New chapter in the saga of classified documents.
This Monday it was Mike Pence, who was vice president of Donald Trump, who admitted that his assistants discovered a dozen documents with classification marks as secrets at his home in Indiana.
Pence thus joins former President Donald Trump and current President Joe Biden, who also improperly took confidential documents to their private homes.
The records “appear to be a small number of classified-marked documents that were inadvertently boxed up and transported to the former vice president’s personal home at the end of the last administration,” Pence’s attorney, Greg Jacob, wrote in a letter sent to the National Archives. , the institution that must guard the documents and records when presidents and vice presidents cease their positions.
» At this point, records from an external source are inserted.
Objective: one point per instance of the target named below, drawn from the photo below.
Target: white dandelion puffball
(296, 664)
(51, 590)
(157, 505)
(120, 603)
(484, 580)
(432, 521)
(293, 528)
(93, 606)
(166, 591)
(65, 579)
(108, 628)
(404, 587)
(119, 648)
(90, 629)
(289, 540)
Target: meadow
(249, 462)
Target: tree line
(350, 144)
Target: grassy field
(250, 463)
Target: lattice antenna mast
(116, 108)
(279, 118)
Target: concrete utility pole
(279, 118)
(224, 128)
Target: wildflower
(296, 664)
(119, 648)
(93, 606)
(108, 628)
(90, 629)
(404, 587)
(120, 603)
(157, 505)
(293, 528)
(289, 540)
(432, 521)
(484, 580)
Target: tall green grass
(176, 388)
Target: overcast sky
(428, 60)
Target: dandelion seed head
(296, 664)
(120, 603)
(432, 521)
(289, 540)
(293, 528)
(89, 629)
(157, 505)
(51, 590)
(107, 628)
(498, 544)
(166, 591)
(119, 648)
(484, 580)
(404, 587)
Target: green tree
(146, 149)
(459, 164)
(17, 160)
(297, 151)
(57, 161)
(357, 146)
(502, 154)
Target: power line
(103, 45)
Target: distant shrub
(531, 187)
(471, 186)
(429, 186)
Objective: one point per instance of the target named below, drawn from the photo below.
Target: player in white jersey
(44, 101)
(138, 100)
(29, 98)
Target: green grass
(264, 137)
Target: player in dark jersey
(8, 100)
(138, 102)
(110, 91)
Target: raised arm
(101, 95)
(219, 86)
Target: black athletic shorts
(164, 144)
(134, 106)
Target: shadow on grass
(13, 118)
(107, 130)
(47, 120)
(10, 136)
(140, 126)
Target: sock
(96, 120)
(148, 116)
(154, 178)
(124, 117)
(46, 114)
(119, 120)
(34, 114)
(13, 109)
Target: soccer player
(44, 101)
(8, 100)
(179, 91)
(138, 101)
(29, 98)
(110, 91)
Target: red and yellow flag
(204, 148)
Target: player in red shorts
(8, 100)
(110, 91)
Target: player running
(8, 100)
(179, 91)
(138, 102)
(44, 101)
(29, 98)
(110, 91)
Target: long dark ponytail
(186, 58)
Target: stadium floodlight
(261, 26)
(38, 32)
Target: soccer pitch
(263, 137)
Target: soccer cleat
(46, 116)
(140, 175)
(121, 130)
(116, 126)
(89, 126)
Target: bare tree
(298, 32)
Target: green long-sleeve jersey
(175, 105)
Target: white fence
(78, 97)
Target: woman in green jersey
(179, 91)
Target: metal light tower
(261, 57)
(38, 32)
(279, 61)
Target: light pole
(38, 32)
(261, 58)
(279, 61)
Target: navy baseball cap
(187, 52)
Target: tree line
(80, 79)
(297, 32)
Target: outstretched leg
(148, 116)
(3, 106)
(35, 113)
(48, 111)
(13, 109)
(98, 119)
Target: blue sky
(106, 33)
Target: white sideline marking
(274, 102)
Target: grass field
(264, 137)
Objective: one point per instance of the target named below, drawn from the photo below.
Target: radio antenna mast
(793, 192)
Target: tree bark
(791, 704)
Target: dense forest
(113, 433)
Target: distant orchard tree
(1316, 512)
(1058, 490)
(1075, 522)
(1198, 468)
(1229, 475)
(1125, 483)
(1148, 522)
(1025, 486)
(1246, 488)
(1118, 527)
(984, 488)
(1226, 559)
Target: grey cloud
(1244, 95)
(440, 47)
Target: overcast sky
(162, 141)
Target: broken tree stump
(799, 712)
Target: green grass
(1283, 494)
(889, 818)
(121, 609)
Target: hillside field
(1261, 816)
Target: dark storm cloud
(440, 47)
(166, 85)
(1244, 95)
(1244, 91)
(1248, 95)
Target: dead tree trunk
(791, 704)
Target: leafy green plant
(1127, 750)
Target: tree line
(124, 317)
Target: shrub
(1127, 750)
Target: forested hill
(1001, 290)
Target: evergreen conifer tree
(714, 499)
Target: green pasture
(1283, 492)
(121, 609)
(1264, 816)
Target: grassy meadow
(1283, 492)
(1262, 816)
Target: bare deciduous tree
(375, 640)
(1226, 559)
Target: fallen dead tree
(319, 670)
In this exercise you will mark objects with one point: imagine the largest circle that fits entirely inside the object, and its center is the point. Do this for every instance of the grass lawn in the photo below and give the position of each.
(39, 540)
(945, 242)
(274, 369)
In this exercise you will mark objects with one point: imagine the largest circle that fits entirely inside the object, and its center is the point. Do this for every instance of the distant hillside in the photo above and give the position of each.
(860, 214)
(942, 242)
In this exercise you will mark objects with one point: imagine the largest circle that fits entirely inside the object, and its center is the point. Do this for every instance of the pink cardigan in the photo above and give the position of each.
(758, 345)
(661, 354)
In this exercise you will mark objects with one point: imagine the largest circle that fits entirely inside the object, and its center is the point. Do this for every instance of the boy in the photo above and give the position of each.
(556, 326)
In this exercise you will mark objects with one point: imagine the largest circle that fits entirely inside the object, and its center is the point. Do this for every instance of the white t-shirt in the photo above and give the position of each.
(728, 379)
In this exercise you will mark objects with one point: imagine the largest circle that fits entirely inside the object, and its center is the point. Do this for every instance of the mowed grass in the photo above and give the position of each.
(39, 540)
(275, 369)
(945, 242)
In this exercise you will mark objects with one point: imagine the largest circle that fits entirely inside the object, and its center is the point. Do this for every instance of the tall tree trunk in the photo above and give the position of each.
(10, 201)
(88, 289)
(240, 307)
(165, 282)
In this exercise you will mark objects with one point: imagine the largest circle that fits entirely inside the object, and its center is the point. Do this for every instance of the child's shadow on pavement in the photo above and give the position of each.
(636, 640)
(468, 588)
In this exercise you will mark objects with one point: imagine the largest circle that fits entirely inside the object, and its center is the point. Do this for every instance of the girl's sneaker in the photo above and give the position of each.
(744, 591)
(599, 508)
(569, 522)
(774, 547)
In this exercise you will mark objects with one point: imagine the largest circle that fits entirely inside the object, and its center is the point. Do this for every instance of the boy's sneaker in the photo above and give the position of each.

According to Jacob, Pence “hired an outside attorney, experienced in handling classified documents, to review records stored at his personal home after it became public that documents bearing classified markings were found at the residence of President Joe Biden in Wilmington”.
The Department of Justice has appointed a special prosecutor to investigate the papers seized by the FBI at Mar-a-Lago, Donald Trump's residence in Palm Beach (Florida) and another to investigate why Biden also had classified documents in an office of a study center and at his home in Wilmington.
Pence's attorney said in his letter that the former vice president was "unaware of the existence of sensitive or classified documents at his personal residence" and "understands the great importance of protecting sensitive and classified information and is ready and willing to cooperate fully." with the National Archives and any appropriate research.”
Jacob said Pence immediately put the discovered documents in a locked safe.
And according to a follow-up letter from the attorney dated Jan. 22, FBI agents visited the former vice president's residence to collect the documents.